An 85-year-old man with advanced dementia presents to your office accompanied by his daughter. She is upset because he has been increasingly agitated and combative in the evenings. He sometimes behaves as if he were hallucinating. You wonder if antidepressants can improve his symptoms.
Are antidepressants effective in managing neuropsychiatric symptoms, such as psychosis or agitation, in patients with dementia?
There are few high-quality studies examining the effectiveness of antidepressants for treating the neuropsychiatric symptoms of dementia. Although there is some evidence to support the use of the selective serotonin reuptake inhibitors (SSRIs) sertraline (Zoloft) and citalopram (Celexa), they should be used only if nonpharmacologic interventions are unsuccessful. (Strength of Recommendation: B, based on inconsistent or limited-quality patient-oriented evidence.)

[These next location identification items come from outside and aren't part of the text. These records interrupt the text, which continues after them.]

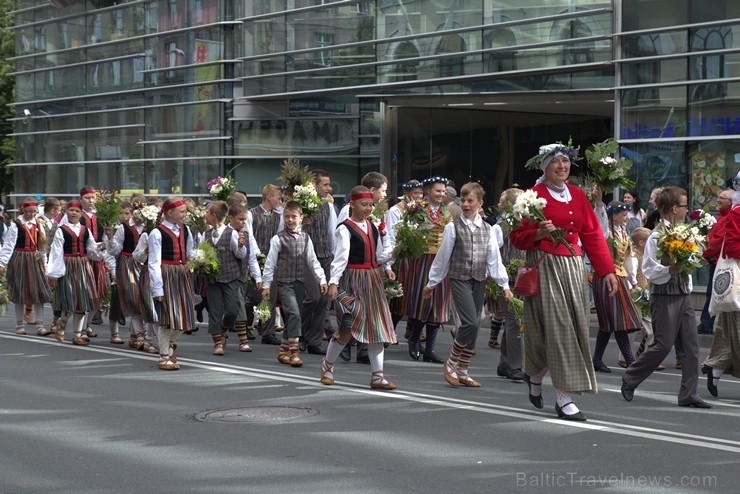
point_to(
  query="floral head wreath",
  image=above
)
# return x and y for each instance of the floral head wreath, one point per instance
(410, 185)
(618, 208)
(548, 152)
(435, 180)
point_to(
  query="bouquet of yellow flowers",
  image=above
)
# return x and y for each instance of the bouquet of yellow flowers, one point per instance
(205, 262)
(678, 245)
(412, 232)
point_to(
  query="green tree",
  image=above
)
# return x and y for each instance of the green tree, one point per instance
(7, 95)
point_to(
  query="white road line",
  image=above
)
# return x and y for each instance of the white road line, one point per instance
(640, 432)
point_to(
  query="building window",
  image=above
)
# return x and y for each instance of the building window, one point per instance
(323, 58)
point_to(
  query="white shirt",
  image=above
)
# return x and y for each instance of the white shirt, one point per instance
(155, 255)
(11, 237)
(272, 259)
(56, 268)
(383, 251)
(652, 269)
(441, 264)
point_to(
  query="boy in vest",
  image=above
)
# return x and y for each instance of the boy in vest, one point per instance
(674, 323)
(265, 221)
(291, 255)
(467, 254)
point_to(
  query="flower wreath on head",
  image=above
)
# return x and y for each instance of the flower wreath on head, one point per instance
(549, 151)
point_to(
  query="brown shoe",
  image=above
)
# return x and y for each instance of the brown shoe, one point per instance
(450, 374)
(469, 382)
(295, 358)
(78, 340)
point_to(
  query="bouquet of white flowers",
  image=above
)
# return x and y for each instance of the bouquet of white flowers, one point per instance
(148, 215)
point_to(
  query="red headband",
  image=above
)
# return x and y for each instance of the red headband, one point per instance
(173, 205)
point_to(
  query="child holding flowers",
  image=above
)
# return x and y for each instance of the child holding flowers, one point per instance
(670, 256)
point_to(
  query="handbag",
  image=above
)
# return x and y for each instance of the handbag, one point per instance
(725, 285)
(528, 280)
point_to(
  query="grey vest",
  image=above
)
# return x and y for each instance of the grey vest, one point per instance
(264, 227)
(469, 255)
(320, 232)
(291, 263)
(231, 266)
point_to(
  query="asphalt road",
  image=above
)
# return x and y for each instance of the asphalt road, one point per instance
(103, 418)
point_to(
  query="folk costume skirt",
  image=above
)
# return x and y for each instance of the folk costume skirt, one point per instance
(128, 274)
(26, 277)
(362, 307)
(556, 324)
(617, 313)
(414, 276)
(176, 310)
(75, 291)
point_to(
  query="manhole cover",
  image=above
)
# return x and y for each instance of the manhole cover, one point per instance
(255, 414)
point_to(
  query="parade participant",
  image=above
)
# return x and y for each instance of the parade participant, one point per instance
(238, 216)
(414, 276)
(321, 229)
(266, 221)
(556, 320)
(22, 260)
(616, 312)
(291, 255)
(356, 284)
(170, 247)
(70, 271)
(670, 307)
(467, 255)
(128, 271)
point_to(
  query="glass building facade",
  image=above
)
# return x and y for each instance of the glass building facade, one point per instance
(160, 96)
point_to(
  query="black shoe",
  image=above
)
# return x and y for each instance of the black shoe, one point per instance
(534, 400)
(711, 386)
(315, 350)
(696, 404)
(628, 392)
(600, 366)
(270, 340)
(97, 318)
(577, 417)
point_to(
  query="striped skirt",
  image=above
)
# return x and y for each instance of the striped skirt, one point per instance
(414, 276)
(176, 310)
(26, 277)
(362, 305)
(75, 290)
(617, 313)
(101, 280)
(146, 304)
(556, 324)
(128, 273)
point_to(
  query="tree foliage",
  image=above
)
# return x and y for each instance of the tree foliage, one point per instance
(7, 95)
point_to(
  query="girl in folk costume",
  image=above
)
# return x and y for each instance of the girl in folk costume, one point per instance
(128, 271)
(23, 256)
(72, 274)
(414, 276)
(171, 246)
(617, 314)
(412, 191)
(356, 285)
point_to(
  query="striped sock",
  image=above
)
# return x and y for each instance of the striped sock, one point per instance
(241, 331)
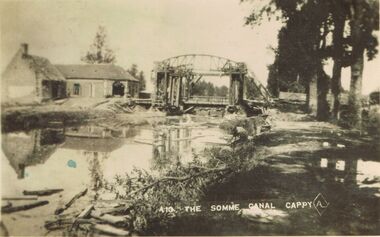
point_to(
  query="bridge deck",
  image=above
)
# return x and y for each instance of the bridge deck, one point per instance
(195, 100)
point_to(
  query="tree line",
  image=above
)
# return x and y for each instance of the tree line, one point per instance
(317, 30)
(100, 53)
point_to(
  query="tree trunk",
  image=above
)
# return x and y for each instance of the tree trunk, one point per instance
(354, 99)
(339, 20)
(323, 110)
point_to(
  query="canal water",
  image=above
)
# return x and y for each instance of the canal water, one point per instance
(73, 158)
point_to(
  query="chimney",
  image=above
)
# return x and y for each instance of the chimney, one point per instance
(24, 48)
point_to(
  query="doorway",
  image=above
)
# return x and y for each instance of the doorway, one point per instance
(118, 88)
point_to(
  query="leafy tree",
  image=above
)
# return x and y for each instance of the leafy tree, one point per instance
(364, 19)
(303, 45)
(99, 52)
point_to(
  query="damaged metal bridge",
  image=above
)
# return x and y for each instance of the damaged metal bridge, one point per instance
(175, 78)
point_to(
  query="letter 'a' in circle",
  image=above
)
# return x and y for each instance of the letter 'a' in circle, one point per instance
(320, 204)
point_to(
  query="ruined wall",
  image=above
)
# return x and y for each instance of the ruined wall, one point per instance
(88, 88)
(18, 81)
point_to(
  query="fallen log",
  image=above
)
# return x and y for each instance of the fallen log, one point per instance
(45, 192)
(110, 219)
(67, 205)
(84, 214)
(23, 207)
(58, 224)
(19, 198)
(120, 209)
(8, 204)
(108, 229)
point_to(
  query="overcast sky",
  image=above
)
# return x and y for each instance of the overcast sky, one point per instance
(144, 31)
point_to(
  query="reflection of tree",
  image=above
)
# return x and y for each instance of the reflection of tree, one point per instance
(95, 160)
(31, 148)
(181, 186)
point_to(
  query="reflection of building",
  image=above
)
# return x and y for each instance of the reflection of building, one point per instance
(100, 132)
(32, 148)
(29, 78)
(95, 144)
(172, 146)
(98, 80)
(339, 170)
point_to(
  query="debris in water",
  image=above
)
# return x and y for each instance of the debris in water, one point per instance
(71, 164)
(24, 207)
(325, 144)
(45, 192)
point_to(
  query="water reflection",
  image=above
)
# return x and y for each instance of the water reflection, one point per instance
(171, 147)
(101, 153)
(337, 169)
(25, 149)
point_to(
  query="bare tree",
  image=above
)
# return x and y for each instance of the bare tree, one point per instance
(99, 51)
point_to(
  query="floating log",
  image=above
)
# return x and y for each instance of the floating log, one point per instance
(23, 207)
(45, 192)
(8, 204)
(67, 205)
(19, 198)
(108, 229)
(110, 219)
(120, 209)
(84, 214)
(58, 224)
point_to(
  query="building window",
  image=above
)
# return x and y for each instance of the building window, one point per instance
(76, 89)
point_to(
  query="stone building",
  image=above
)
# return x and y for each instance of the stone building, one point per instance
(29, 78)
(99, 80)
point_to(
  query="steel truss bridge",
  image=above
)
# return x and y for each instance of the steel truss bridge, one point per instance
(175, 78)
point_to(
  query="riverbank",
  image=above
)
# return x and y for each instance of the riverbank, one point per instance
(294, 161)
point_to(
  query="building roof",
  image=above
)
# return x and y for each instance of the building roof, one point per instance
(42, 65)
(95, 71)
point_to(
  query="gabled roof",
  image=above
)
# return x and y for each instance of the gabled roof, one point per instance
(95, 71)
(43, 66)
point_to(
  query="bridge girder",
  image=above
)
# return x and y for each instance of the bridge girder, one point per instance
(175, 76)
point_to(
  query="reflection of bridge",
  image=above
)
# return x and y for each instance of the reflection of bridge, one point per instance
(175, 78)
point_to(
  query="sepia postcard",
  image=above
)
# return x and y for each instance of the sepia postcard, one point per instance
(190, 118)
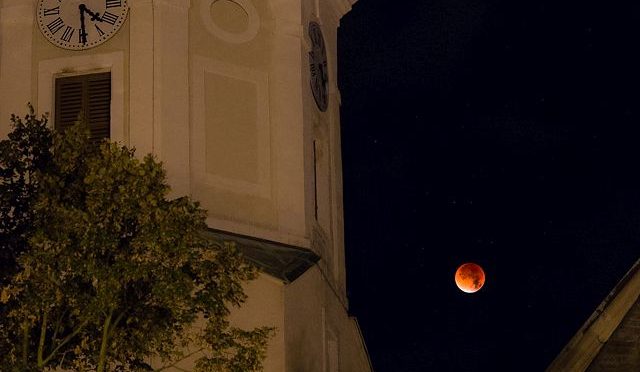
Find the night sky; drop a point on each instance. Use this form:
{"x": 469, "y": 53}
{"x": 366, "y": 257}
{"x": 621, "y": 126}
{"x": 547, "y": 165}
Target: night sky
{"x": 501, "y": 132}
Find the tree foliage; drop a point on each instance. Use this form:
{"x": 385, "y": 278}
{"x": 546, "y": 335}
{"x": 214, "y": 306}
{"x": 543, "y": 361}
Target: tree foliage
{"x": 109, "y": 273}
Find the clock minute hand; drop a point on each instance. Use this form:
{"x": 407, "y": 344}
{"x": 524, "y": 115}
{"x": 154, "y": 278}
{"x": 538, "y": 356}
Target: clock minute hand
{"x": 83, "y": 31}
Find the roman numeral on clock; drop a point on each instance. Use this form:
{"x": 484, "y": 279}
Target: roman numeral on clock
{"x": 114, "y": 3}
{"x": 109, "y": 18}
{"x": 100, "y": 32}
{"x": 52, "y": 11}
{"x": 67, "y": 34}
{"x": 55, "y": 25}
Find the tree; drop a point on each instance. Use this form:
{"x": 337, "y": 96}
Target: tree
{"x": 110, "y": 273}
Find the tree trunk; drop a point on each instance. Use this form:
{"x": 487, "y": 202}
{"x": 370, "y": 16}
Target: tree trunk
{"x": 105, "y": 341}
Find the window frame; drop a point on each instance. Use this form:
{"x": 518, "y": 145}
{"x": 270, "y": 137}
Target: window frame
{"x": 51, "y": 69}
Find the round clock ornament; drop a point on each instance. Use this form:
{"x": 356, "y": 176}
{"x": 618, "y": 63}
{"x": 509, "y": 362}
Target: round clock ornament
{"x": 318, "y": 67}
{"x": 80, "y": 24}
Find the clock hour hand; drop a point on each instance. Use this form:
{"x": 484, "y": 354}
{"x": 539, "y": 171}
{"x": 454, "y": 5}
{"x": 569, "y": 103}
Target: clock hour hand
{"x": 94, "y": 16}
{"x": 83, "y": 31}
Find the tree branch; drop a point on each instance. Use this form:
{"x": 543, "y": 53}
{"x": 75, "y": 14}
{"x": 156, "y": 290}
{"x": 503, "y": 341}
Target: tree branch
{"x": 104, "y": 344}
{"x": 178, "y": 361}
{"x": 64, "y": 341}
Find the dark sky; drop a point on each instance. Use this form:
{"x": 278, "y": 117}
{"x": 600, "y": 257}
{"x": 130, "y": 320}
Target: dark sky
{"x": 501, "y": 132}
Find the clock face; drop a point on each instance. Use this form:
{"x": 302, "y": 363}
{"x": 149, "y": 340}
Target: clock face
{"x": 80, "y": 24}
{"x": 318, "y": 66}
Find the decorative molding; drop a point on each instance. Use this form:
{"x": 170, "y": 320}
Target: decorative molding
{"x": 171, "y": 91}
{"x": 200, "y": 67}
{"x": 258, "y": 232}
{"x": 587, "y": 342}
{"x": 253, "y": 24}
{"x": 179, "y": 4}
{"x": 49, "y": 69}
{"x": 16, "y": 34}
{"x": 141, "y": 76}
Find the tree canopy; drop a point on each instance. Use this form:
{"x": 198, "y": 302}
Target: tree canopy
{"x": 104, "y": 272}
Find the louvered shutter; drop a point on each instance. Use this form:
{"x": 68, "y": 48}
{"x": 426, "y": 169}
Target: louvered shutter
{"x": 89, "y": 94}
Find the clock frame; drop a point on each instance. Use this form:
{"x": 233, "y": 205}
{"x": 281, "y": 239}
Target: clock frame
{"x": 80, "y": 24}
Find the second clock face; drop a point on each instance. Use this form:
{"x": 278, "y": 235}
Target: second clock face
{"x": 80, "y": 24}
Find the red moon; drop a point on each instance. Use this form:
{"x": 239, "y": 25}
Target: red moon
{"x": 470, "y": 277}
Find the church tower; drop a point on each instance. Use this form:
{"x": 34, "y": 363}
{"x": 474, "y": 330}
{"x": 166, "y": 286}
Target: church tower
{"x": 239, "y": 100}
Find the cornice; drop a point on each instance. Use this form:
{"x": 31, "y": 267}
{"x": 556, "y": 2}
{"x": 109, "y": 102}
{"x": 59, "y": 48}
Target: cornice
{"x": 178, "y": 4}
{"x": 341, "y": 7}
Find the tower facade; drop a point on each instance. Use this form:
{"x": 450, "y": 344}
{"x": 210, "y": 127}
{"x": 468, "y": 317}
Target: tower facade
{"x": 238, "y": 98}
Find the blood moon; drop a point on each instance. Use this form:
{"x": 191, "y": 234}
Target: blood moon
{"x": 469, "y": 277}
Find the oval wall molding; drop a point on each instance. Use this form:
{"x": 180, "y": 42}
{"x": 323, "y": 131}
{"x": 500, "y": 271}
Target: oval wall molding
{"x": 250, "y": 32}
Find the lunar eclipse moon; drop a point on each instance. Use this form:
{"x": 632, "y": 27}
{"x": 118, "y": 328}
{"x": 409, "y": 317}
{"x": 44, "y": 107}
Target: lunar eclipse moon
{"x": 469, "y": 277}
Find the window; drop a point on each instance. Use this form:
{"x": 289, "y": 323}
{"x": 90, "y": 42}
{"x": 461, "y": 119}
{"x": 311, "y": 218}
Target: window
{"x": 87, "y": 94}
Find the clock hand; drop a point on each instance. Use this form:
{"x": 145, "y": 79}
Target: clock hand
{"x": 94, "y": 16}
{"x": 83, "y": 31}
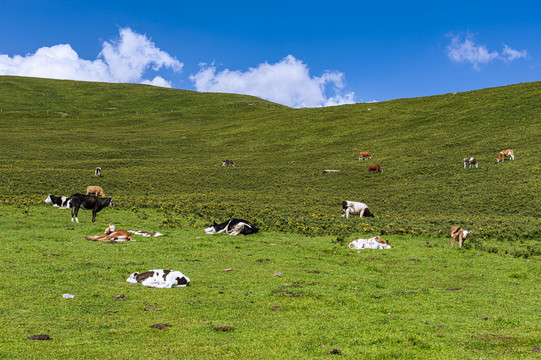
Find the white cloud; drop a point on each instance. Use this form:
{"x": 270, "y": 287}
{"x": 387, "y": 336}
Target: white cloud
{"x": 287, "y": 82}
{"x": 123, "y": 60}
{"x": 469, "y": 51}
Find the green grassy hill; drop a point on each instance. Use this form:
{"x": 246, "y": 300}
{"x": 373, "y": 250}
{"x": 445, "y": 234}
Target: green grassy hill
{"x": 164, "y": 148}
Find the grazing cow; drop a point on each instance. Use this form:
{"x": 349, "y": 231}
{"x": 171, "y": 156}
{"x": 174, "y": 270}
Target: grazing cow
{"x": 374, "y": 168}
{"x": 87, "y": 202}
{"x": 111, "y": 234}
{"x": 160, "y": 279}
{"x": 363, "y": 155}
{"x": 232, "y": 227}
{"x": 471, "y": 162}
{"x": 372, "y": 243}
{"x": 354, "y": 208}
{"x": 95, "y": 190}
{"x": 457, "y": 231}
{"x": 57, "y": 201}
{"x": 505, "y": 153}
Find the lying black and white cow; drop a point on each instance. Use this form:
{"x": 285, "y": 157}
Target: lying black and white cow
{"x": 471, "y": 162}
{"x": 354, "y": 208}
{"x": 232, "y": 227}
{"x": 57, "y": 201}
{"x": 160, "y": 279}
{"x": 88, "y": 202}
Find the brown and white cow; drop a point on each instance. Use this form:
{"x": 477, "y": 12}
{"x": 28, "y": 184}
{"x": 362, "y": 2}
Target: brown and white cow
{"x": 374, "y": 168}
{"x": 95, "y": 190}
{"x": 505, "y": 153}
{"x": 363, "y": 155}
{"x": 471, "y": 162}
{"x": 111, "y": 234}
{"x": 461, "y": 234}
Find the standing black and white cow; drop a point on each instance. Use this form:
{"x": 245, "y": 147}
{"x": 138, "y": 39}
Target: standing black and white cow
{"x": 88, "y": 202}
{"x": 471, "y": 162}
{"x": 57, "y": 201}
{"x": 232, "y": 227}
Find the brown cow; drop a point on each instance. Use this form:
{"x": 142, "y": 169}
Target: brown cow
{"x": 97, "y": 190}
{"x": 374, "y": 168}
{"x": 457, "y": 231}
{"x": 363, "y": 155}
{"x": 111, "y": 234}
{"x": 505, "y": 153}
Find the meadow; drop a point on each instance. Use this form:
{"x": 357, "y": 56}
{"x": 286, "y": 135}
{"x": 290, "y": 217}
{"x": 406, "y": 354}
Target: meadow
{"x": 161, "y": 152}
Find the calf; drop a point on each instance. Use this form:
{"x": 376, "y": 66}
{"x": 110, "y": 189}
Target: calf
{"x": 363, "y": 155}
{"x": 471, "y": 162}
{"x": 88, "y": 202}
{"x": 354, "y": 208}
{"x": 57, "y": 201}
{"x": 232, "y": 227}
{"x": 160, "y": 279}
{"x": 372, "y": 243}
{"x": 505, "y": 153}
{"x": 95, "y": 190}
{"x": 374, "y": 168}
{"x": 111, "y": 234}
{"x": 461, "y": 234}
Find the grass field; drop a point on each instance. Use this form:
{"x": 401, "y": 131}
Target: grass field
{"x": 161, "y": 152}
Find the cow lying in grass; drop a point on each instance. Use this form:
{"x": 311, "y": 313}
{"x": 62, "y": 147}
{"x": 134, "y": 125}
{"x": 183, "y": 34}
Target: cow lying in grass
{"x": 372, "y": 243}
{"x": 461, "y": 234}
{"x": 354, "y": 208}
{"x": 160, "y": 279}
{"x": 57, "y": 201}
{"x": 87, "y": 202}
{"x": 363, "y": 155}
{"x": 232, "y": 227}
{"x": 95, "y": 190}
{"x": 111, "y": 234}
{"x": 471, "y": 162}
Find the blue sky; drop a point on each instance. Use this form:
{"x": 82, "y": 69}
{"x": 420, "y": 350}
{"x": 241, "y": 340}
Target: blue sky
{"x": 298, "y": 53}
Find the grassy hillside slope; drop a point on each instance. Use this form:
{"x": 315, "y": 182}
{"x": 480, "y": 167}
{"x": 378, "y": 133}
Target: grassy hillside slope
{"x": 164, "y": 148}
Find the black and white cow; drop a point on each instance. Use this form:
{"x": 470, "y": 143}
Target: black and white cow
{"x": 232, "y": 227}
{"x": 159, "y": 278}
{"x": 471, "y": 162}
{"x": 57, "y": 201}
{"x": 88, "y": 202}
{"x": 354, "y": 208}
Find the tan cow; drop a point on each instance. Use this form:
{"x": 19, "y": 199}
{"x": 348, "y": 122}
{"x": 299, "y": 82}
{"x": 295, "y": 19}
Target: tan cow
{"x": 96, "y": 190}
{"x": 363, "y": 155}
{"x": 111, "y": 234}
{"x": 457, "y": 231}
{"x": 505, "y": 153}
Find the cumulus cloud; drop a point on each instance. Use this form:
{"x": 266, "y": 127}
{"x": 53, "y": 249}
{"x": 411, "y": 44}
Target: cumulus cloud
{"x": 466, "y": 50}
{"x": 287, "y": 82}
{"x": 123, "y": 60}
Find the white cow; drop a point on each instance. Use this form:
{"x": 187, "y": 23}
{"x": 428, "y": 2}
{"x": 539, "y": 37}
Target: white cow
{"x": 160, "y": 279}
{"x": 372, "y": 243}
{"x": 354, "y": 208}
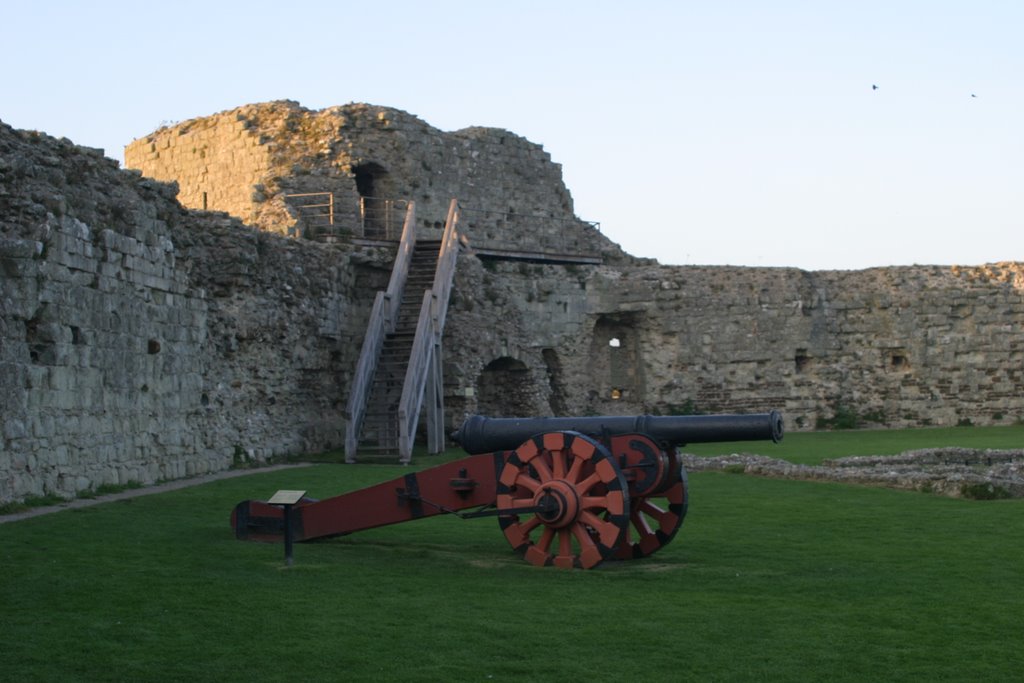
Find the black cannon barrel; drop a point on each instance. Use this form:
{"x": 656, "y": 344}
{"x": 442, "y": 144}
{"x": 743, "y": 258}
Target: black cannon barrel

Background: Agitation and psychosis are common among older adults with dementia and are challenging to manage. At the present time, little is known about the effectiveness and safety of antidepressant medications when used to treat these symptoms.
Objectives: To assess the safety and effectiveness of antidepressants in treating psychosis and agitation in older adults with Alzheimer disease or vascular or mixed dementia.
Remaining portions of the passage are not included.